それにしても、この人口増加を支えるには、かなりの量の食料が必要で、今のままではその確保が難しいと考えられている。

そこで国連食糧農業機関が2013年に対策案を出した。その案では、昆虫を食べることを勧めている。なぜ昆虫食が勧められているのかと言えば、家畜を飼育するより環境への負荷が少なく、また昆虫は栄養価も高い。よって、人類全体が抱えている食料問題の解決策として有用だと言う理由からだ。

これに賛同して、すでに日本でも、昆虫の飼育、量産を勧める企業が出てきて、昆虫を使った食品も開発され、販売もされている。

日本ではもともとイナゴや、蜂の子などを食べてきた歴史があるので、昆虫食は受け入れられやすいと考えているようだ。

しかし国連食糧農業機関が進めているのは、コオロギでありイナゴではない。イナゴは稲を食べて育つ。しかし、コオロギはそもそも雑色で、 特に死んだ仲間のコオロギを食べたり、共食いをすることでも知られている。

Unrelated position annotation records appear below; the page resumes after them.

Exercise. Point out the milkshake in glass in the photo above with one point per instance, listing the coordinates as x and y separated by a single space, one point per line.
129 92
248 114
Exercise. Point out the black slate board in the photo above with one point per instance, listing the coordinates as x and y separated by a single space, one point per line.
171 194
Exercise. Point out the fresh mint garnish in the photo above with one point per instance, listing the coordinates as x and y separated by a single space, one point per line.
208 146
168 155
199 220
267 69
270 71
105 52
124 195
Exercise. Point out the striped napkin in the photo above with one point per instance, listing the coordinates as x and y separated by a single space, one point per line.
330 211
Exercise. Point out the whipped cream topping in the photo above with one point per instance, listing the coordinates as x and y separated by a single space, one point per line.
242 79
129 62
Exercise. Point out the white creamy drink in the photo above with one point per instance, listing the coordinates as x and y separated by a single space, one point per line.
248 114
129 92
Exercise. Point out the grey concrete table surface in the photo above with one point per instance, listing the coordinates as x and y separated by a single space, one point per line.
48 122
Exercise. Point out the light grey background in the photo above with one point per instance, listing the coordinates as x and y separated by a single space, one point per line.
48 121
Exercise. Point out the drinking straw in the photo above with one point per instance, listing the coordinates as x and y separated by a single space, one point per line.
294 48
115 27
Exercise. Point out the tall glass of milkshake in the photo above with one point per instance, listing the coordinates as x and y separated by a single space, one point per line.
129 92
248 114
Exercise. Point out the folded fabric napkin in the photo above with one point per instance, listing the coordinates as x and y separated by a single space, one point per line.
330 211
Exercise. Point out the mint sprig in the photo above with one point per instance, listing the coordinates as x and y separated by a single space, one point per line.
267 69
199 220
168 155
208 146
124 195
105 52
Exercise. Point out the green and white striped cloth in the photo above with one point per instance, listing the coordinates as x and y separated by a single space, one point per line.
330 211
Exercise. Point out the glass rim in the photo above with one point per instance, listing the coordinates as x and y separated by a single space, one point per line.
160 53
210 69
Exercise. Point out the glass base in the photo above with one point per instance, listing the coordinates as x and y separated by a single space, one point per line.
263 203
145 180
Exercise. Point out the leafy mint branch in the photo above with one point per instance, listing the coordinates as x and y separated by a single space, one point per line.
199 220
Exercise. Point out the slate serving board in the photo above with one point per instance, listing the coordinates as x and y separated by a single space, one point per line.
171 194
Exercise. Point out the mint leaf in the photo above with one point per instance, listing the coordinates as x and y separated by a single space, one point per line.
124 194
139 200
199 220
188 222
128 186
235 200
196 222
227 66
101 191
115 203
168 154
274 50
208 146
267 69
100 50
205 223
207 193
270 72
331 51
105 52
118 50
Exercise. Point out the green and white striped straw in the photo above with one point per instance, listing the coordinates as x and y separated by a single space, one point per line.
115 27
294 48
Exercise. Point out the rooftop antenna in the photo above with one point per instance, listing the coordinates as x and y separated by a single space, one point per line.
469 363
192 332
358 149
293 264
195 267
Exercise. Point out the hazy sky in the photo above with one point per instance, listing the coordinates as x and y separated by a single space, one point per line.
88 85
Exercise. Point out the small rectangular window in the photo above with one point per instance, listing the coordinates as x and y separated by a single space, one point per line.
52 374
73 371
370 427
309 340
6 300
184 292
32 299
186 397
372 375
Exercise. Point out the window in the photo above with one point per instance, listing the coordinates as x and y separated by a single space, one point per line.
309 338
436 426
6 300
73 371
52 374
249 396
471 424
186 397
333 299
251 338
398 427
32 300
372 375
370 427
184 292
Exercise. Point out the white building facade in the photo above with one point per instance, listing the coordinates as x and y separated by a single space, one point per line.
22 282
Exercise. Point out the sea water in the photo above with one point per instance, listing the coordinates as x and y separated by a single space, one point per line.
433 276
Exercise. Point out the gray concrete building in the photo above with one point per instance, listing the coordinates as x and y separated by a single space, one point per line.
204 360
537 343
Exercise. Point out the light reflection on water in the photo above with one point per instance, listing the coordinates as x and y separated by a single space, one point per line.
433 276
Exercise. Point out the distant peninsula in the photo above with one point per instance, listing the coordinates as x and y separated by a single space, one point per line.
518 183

つまり、同じ昆虫の仲間とは言え、コオロギとイナゴでは全く違うのだ。

そしてまた一説によると、コオロギには毒があり、特に妊婦には「禁忌」とされている。不妊になるとも言われているので、注意が必要だろう。

タンパク質不足を解消するために、コオロギなどの昆虫食が勧められているのだが、そもそも私たち人類はそれほど多くの動物性タンパク質を摂取する必要がない、と言うところに早く気付くべきだ、

オプティマルフードピラミッド(イラスト・南景太)

筆者は、オプティマルフードピラミッドと言う食事のあり方を提唱しているが、それに則って食事を構成すれば、動物性タンパク質は意外なほど少なくて済む。

私たちが必要としているのはタンパク質ではなく、私たちの体内で合成してタンパク質を作り出すために必要な、アミノ酸なのだ。

そのアミノ酸も必須アミノ酸と呼ばれているたった9種類のアミノ酸があれば事足りる。そしてその9種類の必須アミノ酸は、穀物と豆類の食べ合わせで全て摂ることができる。

コオロギを食べるのと、穀物と豆類を食べ合わせて食事のペースに据え置くのと、どちらがいいのかはそれぞれの選択に任せることにするが、私自身はこれから先もコオロギを食べる気はさらさらない。ましてや、妻や娘や孫達にコオロギを食べさせようとは思わない。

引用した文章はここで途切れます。